Time and frequency series

Time and frequency series are fundamental objects in most simulations. kuibit supports them through the timeseries and frequencyseries modules, which define the TimeSeries (Reference on kuibit.timeseries) and FrequencySeries (Reference on kuibit.frequencyseries) object types. Both the classes are derived from a base class BaseSeries (Reference on kuibit.series) which defines common methods and features, so TimeSeries and FrequencySeries share a lot of functionalities.

The TimeSeries and FrequencySeries objects

Here we describe some common feature for TimeSeries and FrequencySeries, and we leave for later sections to go into detail about either. For clarity, we specifically talk about TimeSeries, but everything we discuss here applies to FrequencySeries as well.

Defining time series is easy:

import kuibit.timeseries as ts
# or import kuibit.frequencyseries as fs
import numpy as np

t = np.linspace(0, 2 * np.pi, 100)
sin_wave = ts.TimeSeries(t, np.sin(t))

The object sin_wave has a number of useful features.

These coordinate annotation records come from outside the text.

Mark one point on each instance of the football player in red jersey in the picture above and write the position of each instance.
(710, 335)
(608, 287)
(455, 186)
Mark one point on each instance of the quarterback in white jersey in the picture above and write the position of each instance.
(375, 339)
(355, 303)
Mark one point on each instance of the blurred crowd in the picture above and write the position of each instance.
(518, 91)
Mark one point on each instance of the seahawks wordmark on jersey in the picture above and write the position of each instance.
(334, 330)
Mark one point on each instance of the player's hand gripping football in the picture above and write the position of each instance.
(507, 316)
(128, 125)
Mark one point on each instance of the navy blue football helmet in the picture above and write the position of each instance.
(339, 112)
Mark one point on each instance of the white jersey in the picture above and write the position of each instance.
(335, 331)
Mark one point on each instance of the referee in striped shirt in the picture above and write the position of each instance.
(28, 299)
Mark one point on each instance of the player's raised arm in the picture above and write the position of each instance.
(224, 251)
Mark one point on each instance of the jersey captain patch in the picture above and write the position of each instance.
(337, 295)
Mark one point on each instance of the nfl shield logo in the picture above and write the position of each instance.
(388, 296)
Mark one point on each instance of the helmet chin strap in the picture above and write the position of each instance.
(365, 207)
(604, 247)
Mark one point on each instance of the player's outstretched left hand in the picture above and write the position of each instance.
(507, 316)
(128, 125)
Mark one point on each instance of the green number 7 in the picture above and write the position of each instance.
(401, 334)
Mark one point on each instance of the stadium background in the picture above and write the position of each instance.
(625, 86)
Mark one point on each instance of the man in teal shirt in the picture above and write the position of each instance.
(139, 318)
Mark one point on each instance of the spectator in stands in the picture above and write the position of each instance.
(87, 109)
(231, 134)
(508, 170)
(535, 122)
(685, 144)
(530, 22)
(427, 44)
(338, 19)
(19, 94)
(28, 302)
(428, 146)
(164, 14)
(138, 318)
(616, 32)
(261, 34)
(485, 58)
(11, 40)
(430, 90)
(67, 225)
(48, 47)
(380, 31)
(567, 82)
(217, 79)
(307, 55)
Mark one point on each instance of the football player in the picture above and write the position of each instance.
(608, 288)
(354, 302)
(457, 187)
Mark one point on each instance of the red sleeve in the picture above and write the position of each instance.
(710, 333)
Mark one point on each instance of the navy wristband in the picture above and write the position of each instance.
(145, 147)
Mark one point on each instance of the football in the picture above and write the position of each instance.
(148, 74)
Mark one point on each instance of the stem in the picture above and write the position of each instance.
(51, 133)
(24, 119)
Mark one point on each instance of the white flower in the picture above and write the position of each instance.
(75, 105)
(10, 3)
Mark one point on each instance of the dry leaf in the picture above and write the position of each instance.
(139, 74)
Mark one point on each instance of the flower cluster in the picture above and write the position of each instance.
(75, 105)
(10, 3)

You can add, multiply, and divide two TimeSeries (FrequencySeries) with the same times (frequencies) and scalars. For instance

cos_wave = ts.TimeSeries(t, np.cos(t))
tan_wave = sin_wave / cos_wave

The operations currently implemented are sum, subtraction, multiplication, division, power, absolute value, negative.

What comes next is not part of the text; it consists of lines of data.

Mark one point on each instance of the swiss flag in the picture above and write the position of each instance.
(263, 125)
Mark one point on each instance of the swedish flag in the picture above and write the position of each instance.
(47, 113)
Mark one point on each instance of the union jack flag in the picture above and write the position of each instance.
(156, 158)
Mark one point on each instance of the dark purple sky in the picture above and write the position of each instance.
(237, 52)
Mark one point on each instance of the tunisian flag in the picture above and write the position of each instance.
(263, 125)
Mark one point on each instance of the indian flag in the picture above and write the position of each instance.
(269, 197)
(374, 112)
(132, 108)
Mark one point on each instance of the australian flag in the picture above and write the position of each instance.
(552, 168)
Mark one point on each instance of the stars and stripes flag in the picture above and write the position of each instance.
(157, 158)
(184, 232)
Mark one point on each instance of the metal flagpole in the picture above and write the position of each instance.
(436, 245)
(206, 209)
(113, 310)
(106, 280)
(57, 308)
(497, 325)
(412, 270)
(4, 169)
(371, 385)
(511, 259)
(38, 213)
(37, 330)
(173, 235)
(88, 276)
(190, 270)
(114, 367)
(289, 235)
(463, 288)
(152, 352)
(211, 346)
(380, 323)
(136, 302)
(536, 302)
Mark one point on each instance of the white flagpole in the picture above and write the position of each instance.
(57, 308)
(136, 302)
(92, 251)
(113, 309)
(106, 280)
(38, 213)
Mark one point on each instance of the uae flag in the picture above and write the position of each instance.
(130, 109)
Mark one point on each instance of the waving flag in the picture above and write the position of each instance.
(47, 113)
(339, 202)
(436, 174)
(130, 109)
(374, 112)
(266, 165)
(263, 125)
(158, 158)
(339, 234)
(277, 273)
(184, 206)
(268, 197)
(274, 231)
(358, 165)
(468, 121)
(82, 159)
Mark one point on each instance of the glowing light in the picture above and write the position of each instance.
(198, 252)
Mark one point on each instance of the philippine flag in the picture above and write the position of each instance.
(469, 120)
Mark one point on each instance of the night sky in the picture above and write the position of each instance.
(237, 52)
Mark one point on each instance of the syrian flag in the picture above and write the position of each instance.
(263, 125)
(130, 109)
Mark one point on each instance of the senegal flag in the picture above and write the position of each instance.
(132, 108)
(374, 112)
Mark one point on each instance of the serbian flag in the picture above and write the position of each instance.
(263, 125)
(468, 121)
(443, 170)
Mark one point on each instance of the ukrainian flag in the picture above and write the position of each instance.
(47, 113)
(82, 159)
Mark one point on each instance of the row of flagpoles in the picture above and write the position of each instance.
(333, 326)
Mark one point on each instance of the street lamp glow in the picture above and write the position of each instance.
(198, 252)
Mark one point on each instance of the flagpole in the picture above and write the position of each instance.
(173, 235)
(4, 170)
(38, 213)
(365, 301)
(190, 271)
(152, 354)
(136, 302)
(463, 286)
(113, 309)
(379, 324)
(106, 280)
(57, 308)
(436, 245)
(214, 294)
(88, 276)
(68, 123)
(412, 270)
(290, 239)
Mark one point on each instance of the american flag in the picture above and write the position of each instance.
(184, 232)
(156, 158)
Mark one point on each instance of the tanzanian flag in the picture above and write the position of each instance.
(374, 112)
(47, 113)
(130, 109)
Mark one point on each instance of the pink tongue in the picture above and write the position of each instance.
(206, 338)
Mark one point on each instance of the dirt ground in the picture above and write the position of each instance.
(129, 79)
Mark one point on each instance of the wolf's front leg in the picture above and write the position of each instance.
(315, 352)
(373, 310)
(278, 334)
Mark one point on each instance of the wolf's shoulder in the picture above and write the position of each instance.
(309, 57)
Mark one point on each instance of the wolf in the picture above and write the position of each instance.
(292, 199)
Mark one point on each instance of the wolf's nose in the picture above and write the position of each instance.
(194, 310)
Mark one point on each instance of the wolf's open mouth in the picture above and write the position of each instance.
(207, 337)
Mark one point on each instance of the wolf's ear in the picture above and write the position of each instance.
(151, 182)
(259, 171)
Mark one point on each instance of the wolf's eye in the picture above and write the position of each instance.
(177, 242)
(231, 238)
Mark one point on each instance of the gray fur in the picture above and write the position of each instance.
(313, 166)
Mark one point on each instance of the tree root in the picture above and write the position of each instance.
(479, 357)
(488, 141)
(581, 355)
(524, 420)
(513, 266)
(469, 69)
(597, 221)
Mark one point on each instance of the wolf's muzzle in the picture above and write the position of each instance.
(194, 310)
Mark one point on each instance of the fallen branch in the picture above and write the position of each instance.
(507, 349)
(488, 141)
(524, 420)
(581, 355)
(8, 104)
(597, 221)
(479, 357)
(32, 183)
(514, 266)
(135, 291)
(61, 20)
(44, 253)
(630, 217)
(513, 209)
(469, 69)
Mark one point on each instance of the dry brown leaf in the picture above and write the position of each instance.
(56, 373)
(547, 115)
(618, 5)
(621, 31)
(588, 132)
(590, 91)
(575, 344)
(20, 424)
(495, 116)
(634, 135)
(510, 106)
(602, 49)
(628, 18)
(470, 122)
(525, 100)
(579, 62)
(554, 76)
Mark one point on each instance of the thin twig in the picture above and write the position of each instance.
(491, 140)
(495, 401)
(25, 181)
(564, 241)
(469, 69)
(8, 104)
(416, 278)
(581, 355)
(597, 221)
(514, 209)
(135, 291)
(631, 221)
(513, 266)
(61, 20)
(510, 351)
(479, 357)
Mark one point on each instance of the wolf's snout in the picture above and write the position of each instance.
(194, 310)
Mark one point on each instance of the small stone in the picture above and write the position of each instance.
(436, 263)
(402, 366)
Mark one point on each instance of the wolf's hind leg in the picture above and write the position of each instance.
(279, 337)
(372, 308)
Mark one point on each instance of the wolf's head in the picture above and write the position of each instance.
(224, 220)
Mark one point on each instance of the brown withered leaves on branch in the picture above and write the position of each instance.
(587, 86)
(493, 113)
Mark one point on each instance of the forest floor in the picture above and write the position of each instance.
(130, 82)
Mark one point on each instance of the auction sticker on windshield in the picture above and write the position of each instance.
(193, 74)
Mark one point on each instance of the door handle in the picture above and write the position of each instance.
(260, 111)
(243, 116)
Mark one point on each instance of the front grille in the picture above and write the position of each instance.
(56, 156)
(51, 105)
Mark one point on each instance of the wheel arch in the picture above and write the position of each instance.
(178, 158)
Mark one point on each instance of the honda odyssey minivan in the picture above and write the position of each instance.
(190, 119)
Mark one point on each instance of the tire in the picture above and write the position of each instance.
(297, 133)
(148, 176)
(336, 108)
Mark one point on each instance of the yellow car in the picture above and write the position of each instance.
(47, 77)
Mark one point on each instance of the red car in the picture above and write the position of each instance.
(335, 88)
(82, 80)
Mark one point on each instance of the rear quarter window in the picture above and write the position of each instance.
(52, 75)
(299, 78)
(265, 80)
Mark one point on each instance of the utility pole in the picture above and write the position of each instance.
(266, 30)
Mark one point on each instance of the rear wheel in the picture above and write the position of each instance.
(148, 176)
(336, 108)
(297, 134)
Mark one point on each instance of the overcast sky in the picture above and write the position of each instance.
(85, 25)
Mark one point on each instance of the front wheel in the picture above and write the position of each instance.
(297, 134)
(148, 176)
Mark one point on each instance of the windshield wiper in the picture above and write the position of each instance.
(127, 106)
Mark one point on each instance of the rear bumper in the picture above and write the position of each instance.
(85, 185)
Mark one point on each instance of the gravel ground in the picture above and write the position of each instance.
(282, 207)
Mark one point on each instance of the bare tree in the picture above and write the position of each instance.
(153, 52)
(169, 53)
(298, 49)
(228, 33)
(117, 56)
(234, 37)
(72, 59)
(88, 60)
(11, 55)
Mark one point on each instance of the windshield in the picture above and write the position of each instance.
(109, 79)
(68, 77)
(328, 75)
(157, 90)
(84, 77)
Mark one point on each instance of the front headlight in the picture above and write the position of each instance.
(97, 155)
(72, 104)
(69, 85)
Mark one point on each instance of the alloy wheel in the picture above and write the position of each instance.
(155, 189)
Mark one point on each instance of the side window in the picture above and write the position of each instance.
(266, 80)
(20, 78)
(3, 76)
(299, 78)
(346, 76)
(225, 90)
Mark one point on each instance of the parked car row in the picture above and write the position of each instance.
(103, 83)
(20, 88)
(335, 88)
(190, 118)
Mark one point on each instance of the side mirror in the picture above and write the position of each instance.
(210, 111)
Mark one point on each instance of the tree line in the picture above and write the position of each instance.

TimeSeries and FrequencySeries objects are extremely powerful: they try to behave like numpy arrays. For example, many of the mathematical functions from numpy can be applied directly:

ones = np.arctan(tan_wave)
complicated_expr = np.tanh(sin_wave ** 2 / np.abs(cos_wave))

Both the Series are callable objects, so they behave like normal functions. If t0 is any arbitrary time (or frequency), you can call sin_wave(t0) to get the value of sin_wave at t0. To do this, BaseSeries uses spline representation. For more information, read the documentation on splines. Moreover, series are natively plottable by Matplotlib: you can simply do:

import matplotlib.pyplot as plt

plt.plot(cos_wave)

This is equivalent to plt.plot(cos_wave.t, cos_wave.y).

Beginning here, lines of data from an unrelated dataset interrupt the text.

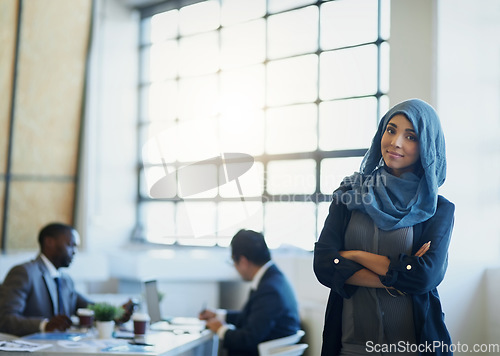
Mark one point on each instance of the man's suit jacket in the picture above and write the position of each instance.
(29, 294)
(271, 312)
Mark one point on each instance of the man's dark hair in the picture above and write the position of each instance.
(53, 230)
(252, 245)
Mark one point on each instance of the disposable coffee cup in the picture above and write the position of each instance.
(141, 321)
(86, 317)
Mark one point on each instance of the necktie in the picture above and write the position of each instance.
(60, 306)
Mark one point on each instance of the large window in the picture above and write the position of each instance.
(252, 112)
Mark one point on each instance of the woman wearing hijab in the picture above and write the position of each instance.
(384, 247)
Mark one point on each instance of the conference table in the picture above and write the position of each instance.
(154, 343)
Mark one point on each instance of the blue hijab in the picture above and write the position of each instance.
(396, 202)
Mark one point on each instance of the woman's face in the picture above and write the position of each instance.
(400, 147)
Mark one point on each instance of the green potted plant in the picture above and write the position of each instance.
(105, 315)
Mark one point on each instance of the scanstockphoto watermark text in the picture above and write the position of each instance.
(432, 347)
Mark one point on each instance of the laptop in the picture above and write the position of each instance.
(160, 323)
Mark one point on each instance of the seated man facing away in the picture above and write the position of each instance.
(29, 298)
(271, 311)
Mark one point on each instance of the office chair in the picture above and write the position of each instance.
(283, 346)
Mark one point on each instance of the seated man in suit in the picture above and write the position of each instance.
(29, 298)
(271, 311)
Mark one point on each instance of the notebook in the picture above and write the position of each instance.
(161, 323)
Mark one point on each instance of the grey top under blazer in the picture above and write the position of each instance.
(28, 295)
(271, 312)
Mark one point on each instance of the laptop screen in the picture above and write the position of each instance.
(152, 300)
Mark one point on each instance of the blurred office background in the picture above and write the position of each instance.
(100, 100)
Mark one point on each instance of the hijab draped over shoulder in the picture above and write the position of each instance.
(396, 202)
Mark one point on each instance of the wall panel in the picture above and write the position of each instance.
(51, 68)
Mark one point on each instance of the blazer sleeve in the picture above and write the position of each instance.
(419, 275)
(13, 295)
(331, 269)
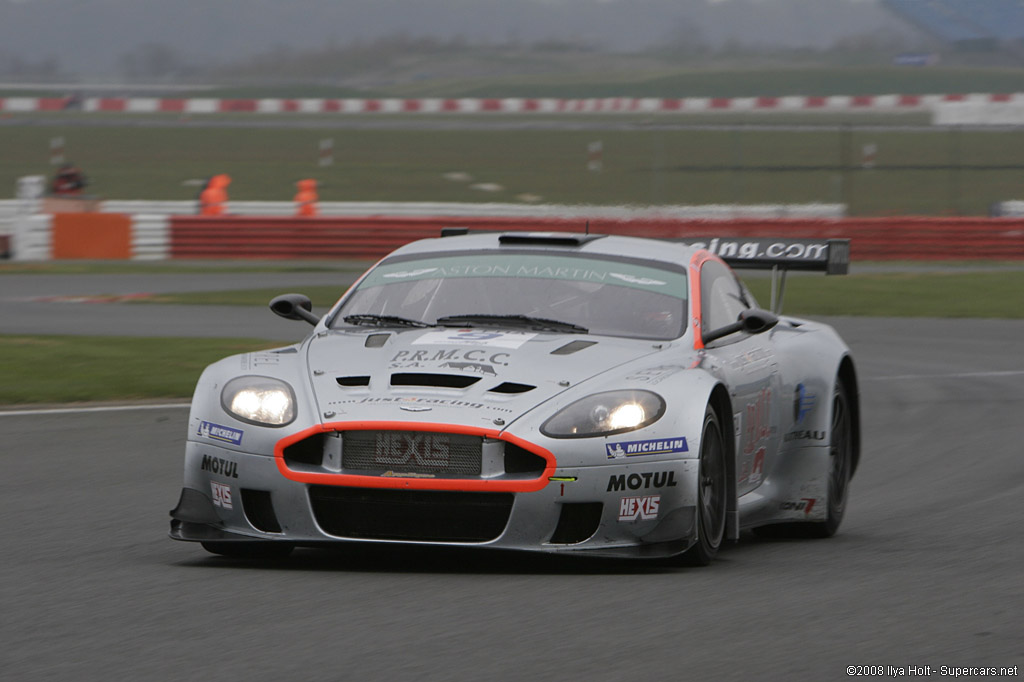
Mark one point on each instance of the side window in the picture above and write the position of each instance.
(721, 296)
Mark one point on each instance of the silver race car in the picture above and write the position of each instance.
(554, 392)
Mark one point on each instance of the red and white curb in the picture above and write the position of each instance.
(199, 105)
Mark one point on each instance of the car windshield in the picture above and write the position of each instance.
(571, 293)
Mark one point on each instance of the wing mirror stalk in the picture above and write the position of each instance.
(752, 322)
(294, 306)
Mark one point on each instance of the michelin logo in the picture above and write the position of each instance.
(616, 451)
(218, 432)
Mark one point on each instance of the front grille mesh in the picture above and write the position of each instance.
(413, 452)
(411, 515)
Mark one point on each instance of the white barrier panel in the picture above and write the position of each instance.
(977, 113)
(33, 238)
(327, 209)
(150, 237)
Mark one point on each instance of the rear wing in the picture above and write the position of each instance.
(778, 255)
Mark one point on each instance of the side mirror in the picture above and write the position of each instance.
(294, 306)
(752, 322)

TimeSeries and FrequencySeries objects have multiple useful functions. We follow this convention: methods with an name that is an imperative (e.g., zero_pad) modify the object does not return anything, methods with name that is a past-tense verb (e.g., zero_padded) return a new object with the modification applied.

Series support masking data. Read the page on masks to learn more (Masking invalid data).

Note

Every mathematical operation between different series will perform a check that the two series are compatible (ie, they have the same t or f). This can be expensive, so if you are writing performance-critical routines, you should handle the data directly. See inner_product() for an example.

Note

For performance-critical routines where you have to initialize many series and you can guarantee that the x is monotonically increasing you can pass an additional paramter to the init to speed up the initalization. See reference.

splines

One of the most powerful features of TimeSeries (FrequencySeries) is that they are callable objects and they can evaluate the data at any arbitrary time. This is done using splines. When you first call a TimeSeries (FrequencySeries) a cubic spline representation with no smoothing (the spline evaluates exactly to the data) is computed. This is cached into the attributes self.spline_real (and self.spline_imag if the data is complex).

Every time you modify the series (e.g., integrate), the spline is updated.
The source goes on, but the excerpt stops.